Dipimpin langsung oleh Danpos Kotis, Letda Inf Abdul Heru, langkah para prajurit kali ini bukan untuk patroli taktis, melainkan melaksanakan kegiatan anjangsana sebuah upaya mendekatkan diri kepada masyarakat melalui sentuhan kemanusiaan.
Dalam kunjungan tersebut, Satgas 136/TS menyerahkan bantuan perlengkapan olahraga berupa bola voli, net, serta pakaian bagi warga. Pemberian ini bukan sekadar bantuan materi, melainkan simbol dukungan bagi generasi muda Kampung Baktis agar tetap memiliki ruang untuk bermimpi dan mengasah bakat di tengah keterbatasan.
“Kami ingin masyarakat tahu bahwa keberadaan kami di sini bukan hanya untuk menjaga wilayah, tetapi juga menjadi bagian dari keluarga besar mereka. Meski sederhana, kami berharap langkah ini memberikan kesan yang berarti dan manfaat nyata,” ujar Letda Inf Abdul Heru.
Suasana keakraban begitu terasa saat para prajurit berbaur tanpa jarak dengan penduduk setempat. Bagi warga, kehadiran personel TNI yang mau mendengar dan menyapa secara personal memberikan rasa aman dan dihargai.
Egius, salah satu warga Kampung Baktis, mengungkapkan rasa harunya atas perhatian yang diberikan. Menurutnya, rasa kebersamaan itulah yang paling dirasakan oleh masyarakat di daerah terpencil.
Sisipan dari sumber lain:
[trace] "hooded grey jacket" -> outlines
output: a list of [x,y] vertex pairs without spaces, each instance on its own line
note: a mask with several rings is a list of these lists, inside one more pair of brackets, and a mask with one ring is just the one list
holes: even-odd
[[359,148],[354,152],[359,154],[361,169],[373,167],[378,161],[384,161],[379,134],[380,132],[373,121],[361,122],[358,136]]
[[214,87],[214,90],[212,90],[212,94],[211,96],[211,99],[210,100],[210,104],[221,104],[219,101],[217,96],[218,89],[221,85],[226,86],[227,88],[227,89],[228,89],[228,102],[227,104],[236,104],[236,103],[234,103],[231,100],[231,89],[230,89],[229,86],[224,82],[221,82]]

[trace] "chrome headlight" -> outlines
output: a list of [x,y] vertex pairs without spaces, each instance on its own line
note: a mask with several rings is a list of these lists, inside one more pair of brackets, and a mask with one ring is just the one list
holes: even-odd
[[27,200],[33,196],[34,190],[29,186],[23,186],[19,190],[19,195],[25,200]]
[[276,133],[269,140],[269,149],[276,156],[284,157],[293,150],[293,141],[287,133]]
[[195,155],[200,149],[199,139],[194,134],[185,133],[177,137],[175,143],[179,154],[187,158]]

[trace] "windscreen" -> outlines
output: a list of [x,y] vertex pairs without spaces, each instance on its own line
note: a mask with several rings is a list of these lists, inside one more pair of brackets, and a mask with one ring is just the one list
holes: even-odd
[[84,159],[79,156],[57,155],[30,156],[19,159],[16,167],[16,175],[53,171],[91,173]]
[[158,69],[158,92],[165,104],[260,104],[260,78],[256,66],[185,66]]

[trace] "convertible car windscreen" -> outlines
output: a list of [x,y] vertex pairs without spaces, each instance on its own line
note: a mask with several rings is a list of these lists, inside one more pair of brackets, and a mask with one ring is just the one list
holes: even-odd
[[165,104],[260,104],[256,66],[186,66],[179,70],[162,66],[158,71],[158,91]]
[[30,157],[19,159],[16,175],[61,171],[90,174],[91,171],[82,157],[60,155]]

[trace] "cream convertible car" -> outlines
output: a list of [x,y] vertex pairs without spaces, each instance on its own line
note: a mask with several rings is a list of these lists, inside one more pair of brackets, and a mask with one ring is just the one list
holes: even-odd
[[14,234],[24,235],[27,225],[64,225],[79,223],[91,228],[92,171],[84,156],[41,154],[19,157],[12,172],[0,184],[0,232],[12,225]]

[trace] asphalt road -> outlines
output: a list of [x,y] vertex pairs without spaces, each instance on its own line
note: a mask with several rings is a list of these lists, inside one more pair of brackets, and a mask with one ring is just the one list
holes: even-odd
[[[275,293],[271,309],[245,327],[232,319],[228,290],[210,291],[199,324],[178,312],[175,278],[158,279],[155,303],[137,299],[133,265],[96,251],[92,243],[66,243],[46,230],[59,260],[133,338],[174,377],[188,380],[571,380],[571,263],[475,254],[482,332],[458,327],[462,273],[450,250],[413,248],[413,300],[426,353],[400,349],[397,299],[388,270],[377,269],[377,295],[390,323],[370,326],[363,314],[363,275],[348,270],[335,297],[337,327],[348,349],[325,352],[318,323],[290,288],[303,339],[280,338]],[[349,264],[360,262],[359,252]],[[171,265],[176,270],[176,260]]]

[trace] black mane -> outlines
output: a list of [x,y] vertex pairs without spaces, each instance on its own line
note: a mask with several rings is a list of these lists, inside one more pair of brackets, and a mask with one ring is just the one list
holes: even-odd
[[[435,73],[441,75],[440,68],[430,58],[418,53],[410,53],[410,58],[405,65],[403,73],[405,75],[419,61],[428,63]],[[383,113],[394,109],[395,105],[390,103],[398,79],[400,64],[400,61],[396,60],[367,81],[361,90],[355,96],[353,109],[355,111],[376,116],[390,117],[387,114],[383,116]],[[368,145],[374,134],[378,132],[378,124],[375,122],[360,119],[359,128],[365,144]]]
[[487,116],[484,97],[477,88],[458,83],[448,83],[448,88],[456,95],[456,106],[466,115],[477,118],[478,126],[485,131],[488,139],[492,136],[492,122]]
“Ini bukan sekadar soal bantuan yang kami terima, tetapi soal perhatian. Kami merasa dilihat dan ditemani oleh bapak-bapak TNI. Kehadiran mereka membuat kami merasa tidak sendirian di sini,” ungkap Egius dengan nada penuh syukur.
Momen di Kampung Baktis ini menjadi potret nyata dari kemanunggalan TNI dan rakyat. Satgas 136/TS membuktikan bahwa tugas di daerah penugasan tidak selalu tentang penjagaan fisik, tetapi juga tentang bagaimana menyentuh nurani dan membangkitkan harapan.
Melalui kehadiran yang tulus, para prajurit dari Yonif 136/Tuah Sakti ini telah meninggalkan jejak mendalam di hati warga sebuah jejak tentang kepedulian yang menjadi pondasi kuat bagi kedamaian di tanah Papua.